Is Kirk Ferentz really going to allow his team to use a lot of the no-huddle this coming season? REALLY?
When Iowa rolled out the no-huddle for the entire final spring practice, I was as surprised as anyone. Some will rip Kirk Ferentz for being to conservative or predictable and there are times where I have shared at least some of those opinions, if only partly.
But to go from what Iowa has done to a no-huddle seemed like a space aged jump…going from horse and buggy to landing on the moon. Would he really do it come the season?
In this item, Ferentz is talking as though the no-huddle angle is here to stay.
“The good thing is that it helped our defense, first and foremost. They’re going to face a lot of it. And it forced our guys offensively to concentrate more. The other part in the back of my mind, as we move into the season, is we can dictate how much or how little we use it. But if we don’t continue to invest time in it, it’s hard to say, ‘OK, Week 4, we’re going to use no huddle this week.’ At least now we can pull back. But we can’t go in the other direction.

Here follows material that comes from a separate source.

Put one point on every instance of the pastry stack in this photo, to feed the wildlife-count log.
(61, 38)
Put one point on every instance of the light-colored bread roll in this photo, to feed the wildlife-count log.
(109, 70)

It’s kind of like getting hurt, I guess.”
You can read the rest of the item at the link above.
The part I bolded is why I remain skeptical as to Ferentz turning the keys of the offense and these sorts of decisions ENTIRELY over to Greg Davis…
The fact that Iowa spent so much time on the no huddle in the spring was a surprise, because there are only so many practices you get in the spring and this program needed a lot of work. They didn’t have bowl prep, which would have been very big for three inexperienced quarterbacks Iowa had on campus back in December. Iowa didn’t get that yet they committed so much time to the no-huddle.
I expect them to use it more than they did a year ago, but I have a hard time believing that they are going to use it every series. Then again, just because a team doesn’t huddle doesn’t mean they are running plays rapid fire. When you don’t huddle and go ‘check with me’, you still have some control over the type of defensive alignment your opponent can play and how liberally they can or cannot substitute. It’s tough to sub in nickel or dime personnel when a team is going no huddle and up tempo.
While Ferentz mentioned the positives for the defense up above, I am reminded of something he said years ago about the no-huddle and up tempo offenses; you can punt pretty quickly, too. Your defense can be put back on the field in short order without rest and that causes some problems.
Those things are true and Ferentz may feel there is a time and a place for the no-huddle (up tempo) and a time and a place for slowing things down.
Just don’t confuse not huddling with having to be up-tempo…the two don’t have to go together hand in hand. A lot of programs have ditched the classic ‘huddle up’ look and gone no-huddle check-with-me set ups. That’s something I think Iowa should embrace nearly full time, even if they don’t go Ludicrous Speed all of the time.
One final thought on this; the majority of high school quarterbacks are playing no-huddle, shotgun style of offenses these days. Traditional looking, pro-style offenses are a dying breed at the present time. I’d wager fewer than 20 percent of FBS & FCS teams use them at the present. Alabama is one of them and they are certainly winning at a big time clip playing Old Man Football. Yet they have personnel advantages other programs just don’t have.
Regardless, it’s good to see that Ferentz is embracing some change. He’s not the kind of guy who is going to change for the sake of just changing; he’ll only do it if he sees a benefit and he clearly saw some benefit if he allowed so much of spring football to be devoted to the no-huddle.